If you can find out what the client wants as an end result, there may be other options. The vendor may also ask that question.
I would really love to see/hear the final result if possible. Please follow up and let me/us know what the final decision was. Keep print alive and keep creating! :cheesygrin:
- Jeff
 
They have a book that was printed from quadtones. 2 blacks a grey and metallic pewter. To be honest it looks good but not amazing. I work for the printing company that will be printing the book. We are going so a print test next week. I will adjust the curves and print 6 different versions on a B2 sheet. I will be sure to let you know how we get on.
 
They have a book that was printed from quadtones. 2 blacks a grey and metallic pewter. To be honest it looks good but not amazing. I work for the printing company that will be printing the book. We are going so a print test next week. I will adjust the curves and print 6 different versions on a B2 sheet. I will be sure to let you know how we get on.
Press proofs are the best way to go. Real inks in real time - will gain you a more educated approach.
Seems like you're taking the right approach. You do what you can to protect the client. That's always been my bottom line philosophy.
- Jeff
 
Press proofs are the best way to go. Real inks in real time - will gain you a more educated approach.
Seems like you're taking the right approach. You do what you can to protect the client. That's always been my bottom line philosophy.
- Jeff
Absolutely. We have been completely honest we the client, we, like most printing companies, have limited experience of using metallics in this way and he is happy to work with us.
Would you happen to know if that as we will be using just grey silver and black when I adjust the duotone curve should I keep a straight linear curve and just adjust depending on highlight mid tone or shadow?
 
I'm not sure I completely understand the question but the curves of each channel/color will be changed based upon the aesthetic endpoint. In other words, it depends what your client wants as a final finished piece.
Will each channel be a straight line? Hard to say but it depends on the characteristics of the original image and what the client wants. There is no "normal" that I can really refer you to

Choose part of your image, run several combinations, and see how it turns out. Considering the stock and the number of adjustment even the pressman can make, the final proof set is the best way to answer the question.

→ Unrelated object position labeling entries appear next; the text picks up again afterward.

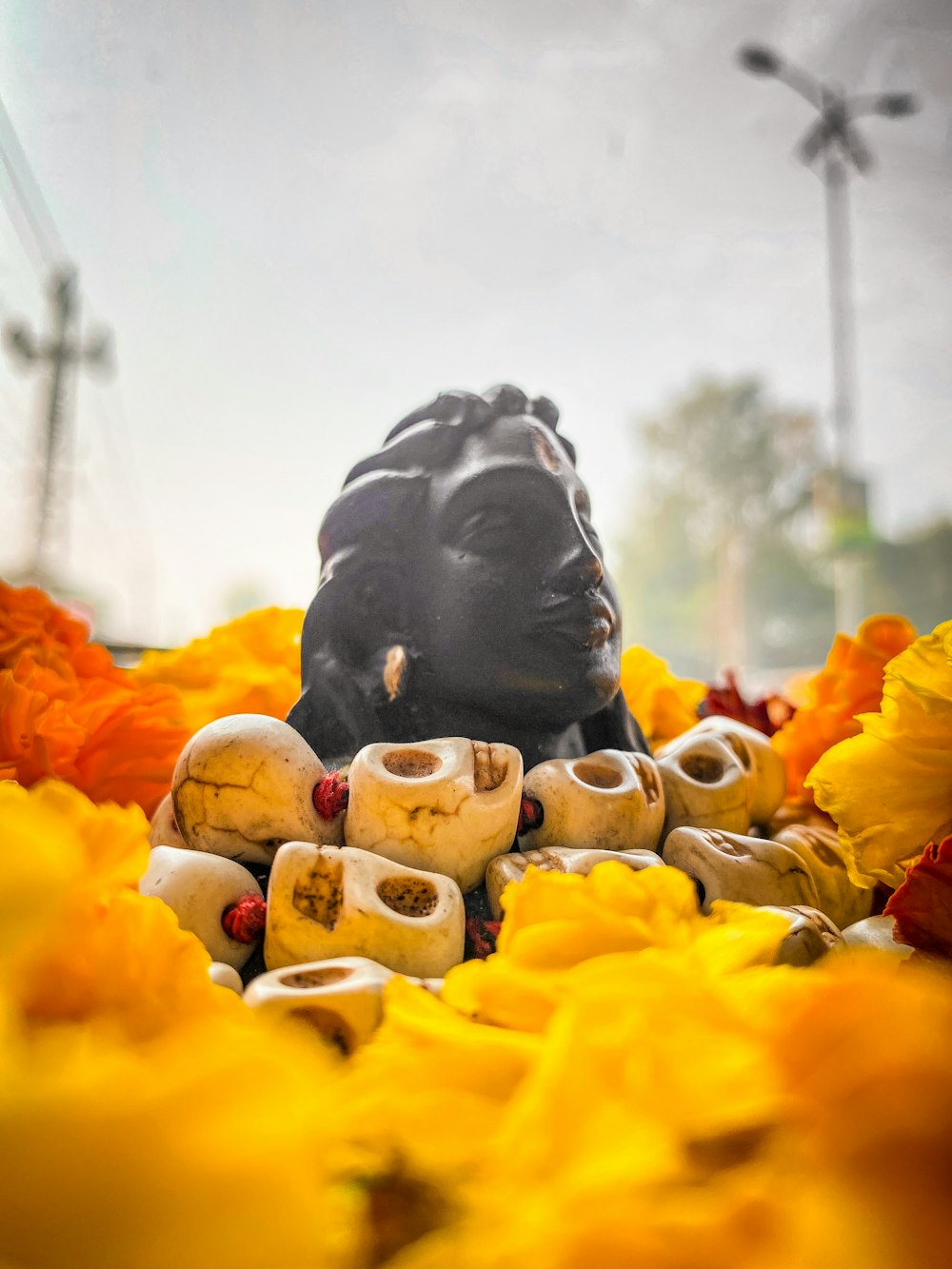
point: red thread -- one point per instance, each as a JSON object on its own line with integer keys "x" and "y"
{"x": 531, "y": 815}
{"x": 244, "y": 922}
{"x": 330, "y": 796}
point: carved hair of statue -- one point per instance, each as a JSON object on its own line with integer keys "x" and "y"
{"x": 463, "y": 591}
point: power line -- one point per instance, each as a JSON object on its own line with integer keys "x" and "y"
{"x": 48, "y": 245}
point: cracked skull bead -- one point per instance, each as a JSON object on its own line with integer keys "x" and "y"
{"x": 811, "y": 936}
{"x": 445, "y": 806}
{"x": 244, "y": 784}
{"x": 514, "y": 865}
{"x": 163, "y": 829}
{"x": 761, "y": 762}
{"x": 704, "y": 784}
{"x": 876, "y": 932}
{"x": 739, "y": 868}
{"x": 201, "y": 888}
{"x": 821, "y": 850}
{"x": 605, "y": 801}
{"x": 342, "y": 998}
{"x": 329, "y": 902}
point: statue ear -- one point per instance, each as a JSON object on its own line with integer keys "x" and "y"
{"x": 334, "y": 715}
{"x": 615, "y": 726}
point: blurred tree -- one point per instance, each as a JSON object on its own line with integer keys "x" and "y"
{"x": 913, "y": 575}
{"x": 716, "y": 571}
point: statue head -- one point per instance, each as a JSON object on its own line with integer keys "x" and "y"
{"x": 463, "y": 587}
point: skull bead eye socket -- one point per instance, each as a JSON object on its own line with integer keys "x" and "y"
{"x": 305, "y": 979}
{"x": 704, "y": 768}
{"x": 646, "y": 773}
{"x": 597, "y": 776}
{"x": 329, "y": 1024}
{"x": 409, "y": 896}
{"x": 741, "y": 749}
{"x": 411, "y": 764}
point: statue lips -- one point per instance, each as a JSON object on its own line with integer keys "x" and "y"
{"x": 585, "y": 620}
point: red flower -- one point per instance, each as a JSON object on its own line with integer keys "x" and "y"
{"x": 923, "y": 903}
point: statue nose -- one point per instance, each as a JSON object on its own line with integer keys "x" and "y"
{"x": 583, "y": 570}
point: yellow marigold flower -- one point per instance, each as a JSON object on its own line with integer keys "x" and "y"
{"x": 559, "y": 928}
{"x": 664, "y": 704}
{"x": 849, "y": 684}
{"x": 733, "y": 1120}
{"x": 80, "y": 943}
{"x": 453, "y": 1079}
{"x": 205, "y": 1147}
{"x": 890, "y": 788}
{"x": 249, "y": 665}
{"x": 55, "y": 843}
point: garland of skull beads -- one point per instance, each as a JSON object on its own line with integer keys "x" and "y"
{"x": 369, "y": 869}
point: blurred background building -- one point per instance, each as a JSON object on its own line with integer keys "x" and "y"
{"x": 300, "y": 221}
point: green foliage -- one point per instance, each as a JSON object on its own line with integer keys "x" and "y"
{"x": 914, "y": 575}
{"x": 724, "y": 462}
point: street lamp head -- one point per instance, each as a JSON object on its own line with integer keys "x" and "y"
{"x": 897, "y": 104}
{"x": 760, "y": 60}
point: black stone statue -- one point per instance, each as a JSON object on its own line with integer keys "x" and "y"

My apologies if that doesn't answer your question more clearly. Maybe someone else will jump in with some background info.

- Jeff
 
Not at all thank you for the reply. Fingers crossed the test print will answer the quest and point me in the right direction.
Thank you for your help and I promise to let you know how it goes.
 
One other suggestion - have your pressman provide you with a set of progressives, ie one color at a time. Like viewing one channel at a time in Photoshop.

So if you're running black, gray, and silver, he would provide sheets in black, gray and silver alone. Then compare those to the full color sheet and you can see where your strengths and weaknesses are. Might give you some insight where you can make adjustments.